In Space the stars are no nearer. As I child I've always tried to reach out to touch its cold expanse, only to find nothing but the heat of my breath, and the humid wasteland of Outworld's tortured nights.
My childhood spent beaten by a man I never called father, and ignored by a wretch I killed, known as my mother. It was not intended, but I remember one day, my father held me down and spat in my face as I screamed and cried. The wad of saliva slowly scraped my flesh as the tears and salt showered its parade along my shame. I screamed for her, screamed for to end. He held a finger to his dirty, jagged, and oft missing teeth to bite at the hardened skin after a long day's work in the city and produced a small steam of blood that dripped onto my wet childish skin.
"Drink it." He smiled and I gagged.
His tongue etched and burned across my face to collect and taste the salt of my horror, the rivers of my childhood that flowed like his favorite wine.
All I had ever wanted as a child was to be who I was going to become. To be normal, to have a home with a mother and father that cared, for someone to love me, and for me to have a place in this broken world. To become who I was born to be, little did I realize, meant the complete destruction of who I was born as.
His tongue crept into my quivering maw and so vengeance and desperation took over, like a fit of survival and rage that ripped that gross flesh from its disgusting moist cavern! Oh, I drank his blood alright, but it did not kill him. His hands found my throat and my mother screamed at us both to just shut up. We were a bother to her as she was drinking her tea and enjoying a relaxing evening in a land of illusion where I did not exist and she never accepted the bond of a man that could never love her. Not like he showed his twisted version of love to me every night she refused him.
That girl, that starlit child that reached for the heavens discovered one night that the stars were never there. Flickers of dead light in a world beyond my comprehension. I only knew then that they did not care, no one did. The only person to ever fight for me, to ever try to save who I was was who I wanted to become.

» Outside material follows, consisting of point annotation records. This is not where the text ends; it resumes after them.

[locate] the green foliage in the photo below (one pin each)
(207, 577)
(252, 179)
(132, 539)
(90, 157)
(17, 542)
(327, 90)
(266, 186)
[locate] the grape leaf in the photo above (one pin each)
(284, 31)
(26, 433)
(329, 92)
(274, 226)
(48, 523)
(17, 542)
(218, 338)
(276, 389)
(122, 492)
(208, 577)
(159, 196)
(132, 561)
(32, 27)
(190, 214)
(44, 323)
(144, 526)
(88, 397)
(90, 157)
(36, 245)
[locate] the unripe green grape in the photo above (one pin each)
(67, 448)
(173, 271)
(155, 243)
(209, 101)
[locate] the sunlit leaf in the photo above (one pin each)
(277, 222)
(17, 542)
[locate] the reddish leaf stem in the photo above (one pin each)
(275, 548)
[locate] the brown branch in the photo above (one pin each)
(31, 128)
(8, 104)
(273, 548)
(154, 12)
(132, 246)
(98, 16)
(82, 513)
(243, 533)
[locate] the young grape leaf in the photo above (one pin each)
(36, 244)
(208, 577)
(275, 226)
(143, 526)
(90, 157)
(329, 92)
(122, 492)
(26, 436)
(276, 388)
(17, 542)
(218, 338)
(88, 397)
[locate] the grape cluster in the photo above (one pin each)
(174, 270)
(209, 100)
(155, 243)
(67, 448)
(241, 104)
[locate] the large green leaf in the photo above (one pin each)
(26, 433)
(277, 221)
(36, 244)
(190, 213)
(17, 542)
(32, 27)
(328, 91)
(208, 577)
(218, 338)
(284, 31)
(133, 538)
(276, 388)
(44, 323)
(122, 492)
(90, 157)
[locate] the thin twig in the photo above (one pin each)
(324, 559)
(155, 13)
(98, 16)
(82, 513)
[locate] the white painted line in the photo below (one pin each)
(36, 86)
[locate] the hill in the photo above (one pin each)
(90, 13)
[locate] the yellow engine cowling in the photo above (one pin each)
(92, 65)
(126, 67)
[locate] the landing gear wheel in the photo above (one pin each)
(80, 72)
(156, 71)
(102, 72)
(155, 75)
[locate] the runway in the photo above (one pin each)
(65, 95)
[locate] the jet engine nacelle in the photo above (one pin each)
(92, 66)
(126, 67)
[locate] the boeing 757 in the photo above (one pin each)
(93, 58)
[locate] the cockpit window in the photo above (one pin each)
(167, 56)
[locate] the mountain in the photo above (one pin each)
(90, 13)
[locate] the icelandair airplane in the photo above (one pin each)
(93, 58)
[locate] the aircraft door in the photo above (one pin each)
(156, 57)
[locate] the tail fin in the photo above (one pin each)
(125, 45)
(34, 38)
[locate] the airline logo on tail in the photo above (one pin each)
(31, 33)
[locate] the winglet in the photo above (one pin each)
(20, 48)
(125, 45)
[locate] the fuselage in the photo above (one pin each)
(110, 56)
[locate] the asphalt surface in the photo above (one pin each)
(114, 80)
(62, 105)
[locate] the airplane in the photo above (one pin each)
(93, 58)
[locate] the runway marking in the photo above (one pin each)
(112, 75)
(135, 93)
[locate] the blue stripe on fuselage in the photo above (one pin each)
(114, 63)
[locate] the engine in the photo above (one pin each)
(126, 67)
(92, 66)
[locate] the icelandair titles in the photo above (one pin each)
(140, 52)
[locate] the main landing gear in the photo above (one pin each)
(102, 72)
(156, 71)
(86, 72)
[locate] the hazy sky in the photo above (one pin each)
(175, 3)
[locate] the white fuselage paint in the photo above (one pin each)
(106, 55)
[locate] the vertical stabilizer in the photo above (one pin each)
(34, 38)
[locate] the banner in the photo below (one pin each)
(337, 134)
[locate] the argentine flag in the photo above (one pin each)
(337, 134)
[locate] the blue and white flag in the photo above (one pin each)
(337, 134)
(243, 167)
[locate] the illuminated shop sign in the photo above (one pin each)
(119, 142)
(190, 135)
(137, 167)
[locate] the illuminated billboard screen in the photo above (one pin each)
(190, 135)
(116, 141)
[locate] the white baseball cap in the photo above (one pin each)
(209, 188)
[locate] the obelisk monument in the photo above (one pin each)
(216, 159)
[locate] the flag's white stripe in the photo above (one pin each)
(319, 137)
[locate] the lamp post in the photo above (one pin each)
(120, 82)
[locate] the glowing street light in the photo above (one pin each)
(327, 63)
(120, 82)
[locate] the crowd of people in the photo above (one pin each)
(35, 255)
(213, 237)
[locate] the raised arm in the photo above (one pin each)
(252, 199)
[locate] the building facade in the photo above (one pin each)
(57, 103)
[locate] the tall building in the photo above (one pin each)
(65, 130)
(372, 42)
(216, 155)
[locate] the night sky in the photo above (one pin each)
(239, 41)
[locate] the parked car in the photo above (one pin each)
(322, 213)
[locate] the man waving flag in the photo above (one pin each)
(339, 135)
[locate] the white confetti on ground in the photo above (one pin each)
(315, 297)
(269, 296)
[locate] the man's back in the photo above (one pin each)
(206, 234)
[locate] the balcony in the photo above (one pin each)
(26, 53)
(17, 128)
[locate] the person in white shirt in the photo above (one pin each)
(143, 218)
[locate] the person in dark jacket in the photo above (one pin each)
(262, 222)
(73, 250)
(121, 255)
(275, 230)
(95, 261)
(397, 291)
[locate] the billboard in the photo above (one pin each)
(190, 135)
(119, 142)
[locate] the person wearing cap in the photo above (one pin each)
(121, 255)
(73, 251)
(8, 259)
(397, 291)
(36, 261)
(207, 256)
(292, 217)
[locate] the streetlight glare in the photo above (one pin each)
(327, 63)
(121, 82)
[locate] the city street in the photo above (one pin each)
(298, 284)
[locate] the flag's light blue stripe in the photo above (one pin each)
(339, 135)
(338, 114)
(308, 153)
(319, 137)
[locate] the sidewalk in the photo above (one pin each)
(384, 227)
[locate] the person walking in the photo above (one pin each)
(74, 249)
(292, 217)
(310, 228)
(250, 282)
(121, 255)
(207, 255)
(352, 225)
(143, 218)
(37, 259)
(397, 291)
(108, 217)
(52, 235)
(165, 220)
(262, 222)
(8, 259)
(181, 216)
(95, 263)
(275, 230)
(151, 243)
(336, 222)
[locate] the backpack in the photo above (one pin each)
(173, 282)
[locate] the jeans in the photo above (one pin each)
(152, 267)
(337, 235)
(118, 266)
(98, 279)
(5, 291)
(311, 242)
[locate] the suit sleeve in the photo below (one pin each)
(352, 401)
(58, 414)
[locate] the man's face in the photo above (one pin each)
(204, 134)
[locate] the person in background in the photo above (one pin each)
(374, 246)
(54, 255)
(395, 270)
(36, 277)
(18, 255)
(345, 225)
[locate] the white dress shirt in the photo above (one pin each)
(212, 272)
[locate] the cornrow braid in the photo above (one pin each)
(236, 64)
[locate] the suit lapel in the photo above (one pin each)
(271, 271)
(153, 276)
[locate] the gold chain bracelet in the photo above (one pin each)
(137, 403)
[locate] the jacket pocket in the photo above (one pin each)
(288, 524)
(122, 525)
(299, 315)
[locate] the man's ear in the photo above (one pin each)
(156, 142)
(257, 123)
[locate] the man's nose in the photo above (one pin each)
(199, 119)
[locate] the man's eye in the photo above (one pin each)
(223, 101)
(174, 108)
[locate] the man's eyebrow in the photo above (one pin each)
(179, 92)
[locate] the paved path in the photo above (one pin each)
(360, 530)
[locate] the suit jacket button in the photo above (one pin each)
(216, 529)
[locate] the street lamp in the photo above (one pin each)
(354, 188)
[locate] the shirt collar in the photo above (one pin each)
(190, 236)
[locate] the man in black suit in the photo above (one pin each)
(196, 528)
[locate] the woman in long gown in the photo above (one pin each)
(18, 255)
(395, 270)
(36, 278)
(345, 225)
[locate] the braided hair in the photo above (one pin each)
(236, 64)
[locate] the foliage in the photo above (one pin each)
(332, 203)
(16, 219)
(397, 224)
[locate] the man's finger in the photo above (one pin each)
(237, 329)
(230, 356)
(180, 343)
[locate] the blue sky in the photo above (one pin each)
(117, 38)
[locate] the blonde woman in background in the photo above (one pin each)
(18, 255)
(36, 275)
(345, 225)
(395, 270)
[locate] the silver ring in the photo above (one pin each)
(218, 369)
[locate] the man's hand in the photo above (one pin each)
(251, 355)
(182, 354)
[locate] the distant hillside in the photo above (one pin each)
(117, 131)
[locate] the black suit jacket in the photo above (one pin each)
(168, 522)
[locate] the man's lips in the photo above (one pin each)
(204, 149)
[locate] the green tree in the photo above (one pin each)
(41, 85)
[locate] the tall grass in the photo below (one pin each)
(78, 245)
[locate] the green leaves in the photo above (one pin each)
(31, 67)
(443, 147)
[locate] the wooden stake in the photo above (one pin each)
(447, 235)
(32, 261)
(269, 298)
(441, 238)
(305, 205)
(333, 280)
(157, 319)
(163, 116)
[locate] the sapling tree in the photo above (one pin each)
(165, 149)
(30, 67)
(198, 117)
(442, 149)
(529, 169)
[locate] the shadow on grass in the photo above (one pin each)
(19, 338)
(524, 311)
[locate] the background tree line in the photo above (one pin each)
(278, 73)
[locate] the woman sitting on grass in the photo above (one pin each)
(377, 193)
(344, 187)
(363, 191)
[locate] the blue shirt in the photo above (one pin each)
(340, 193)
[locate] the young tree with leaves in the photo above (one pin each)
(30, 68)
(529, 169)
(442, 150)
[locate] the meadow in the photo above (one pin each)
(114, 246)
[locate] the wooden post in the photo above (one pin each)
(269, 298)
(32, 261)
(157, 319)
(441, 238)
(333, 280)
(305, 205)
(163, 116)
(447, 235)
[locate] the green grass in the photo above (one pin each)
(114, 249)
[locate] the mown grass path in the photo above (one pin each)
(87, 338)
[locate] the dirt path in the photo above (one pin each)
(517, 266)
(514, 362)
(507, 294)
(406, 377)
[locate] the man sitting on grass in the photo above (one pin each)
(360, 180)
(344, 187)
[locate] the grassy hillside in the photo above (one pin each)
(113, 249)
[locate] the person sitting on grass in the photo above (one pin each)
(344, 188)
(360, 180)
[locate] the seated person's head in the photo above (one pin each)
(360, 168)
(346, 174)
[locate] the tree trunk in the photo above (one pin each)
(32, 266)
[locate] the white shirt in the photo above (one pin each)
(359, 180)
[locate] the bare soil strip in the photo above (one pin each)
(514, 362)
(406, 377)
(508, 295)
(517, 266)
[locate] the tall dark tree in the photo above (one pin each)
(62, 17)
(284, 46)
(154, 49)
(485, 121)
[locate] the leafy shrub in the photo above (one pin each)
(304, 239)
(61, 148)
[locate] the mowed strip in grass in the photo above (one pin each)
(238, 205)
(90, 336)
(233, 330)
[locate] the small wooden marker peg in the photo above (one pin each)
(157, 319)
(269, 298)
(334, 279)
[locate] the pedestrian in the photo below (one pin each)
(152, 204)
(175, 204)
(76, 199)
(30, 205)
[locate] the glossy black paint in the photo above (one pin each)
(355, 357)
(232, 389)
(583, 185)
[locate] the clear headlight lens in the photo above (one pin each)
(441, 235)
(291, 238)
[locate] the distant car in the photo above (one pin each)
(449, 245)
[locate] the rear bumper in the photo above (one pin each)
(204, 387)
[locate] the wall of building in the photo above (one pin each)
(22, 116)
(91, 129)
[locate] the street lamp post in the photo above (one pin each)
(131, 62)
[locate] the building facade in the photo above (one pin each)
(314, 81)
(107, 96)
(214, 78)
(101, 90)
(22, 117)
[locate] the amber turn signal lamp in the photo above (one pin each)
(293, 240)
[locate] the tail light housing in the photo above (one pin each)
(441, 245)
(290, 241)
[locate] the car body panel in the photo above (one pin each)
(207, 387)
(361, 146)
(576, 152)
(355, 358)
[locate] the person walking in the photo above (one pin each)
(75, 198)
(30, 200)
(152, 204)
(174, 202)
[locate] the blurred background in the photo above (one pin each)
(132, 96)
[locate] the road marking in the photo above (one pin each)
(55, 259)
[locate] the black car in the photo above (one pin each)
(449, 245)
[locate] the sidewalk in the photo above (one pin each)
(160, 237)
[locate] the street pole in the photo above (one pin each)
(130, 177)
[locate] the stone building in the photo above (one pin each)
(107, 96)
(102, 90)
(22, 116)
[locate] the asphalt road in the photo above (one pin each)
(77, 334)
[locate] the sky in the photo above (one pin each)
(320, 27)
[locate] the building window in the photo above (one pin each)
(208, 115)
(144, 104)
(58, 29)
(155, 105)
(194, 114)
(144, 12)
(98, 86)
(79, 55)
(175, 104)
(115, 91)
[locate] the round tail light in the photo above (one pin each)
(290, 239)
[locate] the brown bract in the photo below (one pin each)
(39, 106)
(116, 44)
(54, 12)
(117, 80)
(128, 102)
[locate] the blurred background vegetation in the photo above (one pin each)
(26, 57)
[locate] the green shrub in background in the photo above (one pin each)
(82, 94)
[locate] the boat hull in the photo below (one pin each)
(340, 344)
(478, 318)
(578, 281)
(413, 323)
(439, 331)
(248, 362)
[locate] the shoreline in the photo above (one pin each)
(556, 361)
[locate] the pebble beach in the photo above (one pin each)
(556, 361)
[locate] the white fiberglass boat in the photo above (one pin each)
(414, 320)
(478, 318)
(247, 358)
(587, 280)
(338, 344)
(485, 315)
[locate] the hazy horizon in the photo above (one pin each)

Horrified at the sight of his tongue spat across our small decrepit space you might call a home, I ran to the wash basin, a knife had been placed there after he had skinned a meal he had only cut for himself. It was intended that night for me to kill my father, this man I could not bestow such an honor as that title, this disgusting sack of meat and filth, but when I turned back into the small den of a living space he would beat and destroy me in, he was gone and only a trail of blood remained. In my anger, I whipped the knife down like a star torn through the night sky and spiraled down into the Earthen swill of Outworld's feet and connected into my mother's chest. Right between the third and second rib was her filthy, fat covered heart.
Funny. I never knew she had one until it bled out.
Funny the kind of thoughts that run through your mind when you gaze absently at the very thing that create you. Snapped back to reality, I watched the stream of this child's blood drizzle across the stone and dirt streets of the city beyond the Coliseum. The Kollector has packaged this little girl into his backpack to hide as he trekked through twisted alleys until I had followed him to a hollow den close to the outskirts, and closest to the Forbidden Forest.
Here there were no lights to help me find him. No flicker of moonlight that danced across the red stream to illuminate the way. As best as I could to reach his final destination, there was only nothing. It wasn't until I could smell the foul breath of this creature closer than I would have liked to know it did I reach my destination.
"I have the girl." He breathed, a scrape of throat that escaped his maw like a claw digging across stone.
"You disappoint me, Kollector." Another voice, not the reptilian, but someone else, had answered him after the creek of a door being slowly edged open preceded him.
I had remained hidden behind a hovel between this stone den and the wall that barely contained this city from being bled into the Forbidden Forest. This voice was smoother, but older, and sound wise beyond its years.
"He tore her jaw off." Kollector hissed.
As I stretched my body to its limits just to see a reflection in the puddles that pooled under the rain that had begun to retreat back into the clouds, I had seen a great green aura form. This was no reflection, no shadow, no cloud, no mist. It was its own light source, like the ambient heat of a soul as once told to me by my grandmother that claimed to have seen one collected by an ancient sorcerer.
"We are not alone." These words startled me.
They had to have herd my gasp, a young girl only slightly older than the one that had bled out into the streets. I held still against the wall of the hovel, with no intention to discover the truth. No intention to move for hours, if not for the rest of the night. It didn't take long though for the door to shut, and the sound of this ominous rain to cease.
My breath stretched from my lungs to the soil in a slow crawl that, in the coldest wind of outworld would reveal how jagged my heart beat. So horrible and yet so exciting.
Her blood enchanted me, and these secrets beyond the walls excited me to no end. This girl could only bite her lip in anticipation of being caught, of having to fight her way to freedom, to kill, to live, to survive another night.
Blood was how I was born, and blood is who I am. Who this girl was, I had decided to learn the truth of, but who she became after death, that, was the true gem. Who was she to them now that she had fallen? Was she like me when I killed my mother, when I later found my father and cut his throat in these very streets? Did she try to cut theirs?
The stars may be no nearer, but a whole new world laid itself out just before me. To die before I step upon it, or to become its new inhabitant?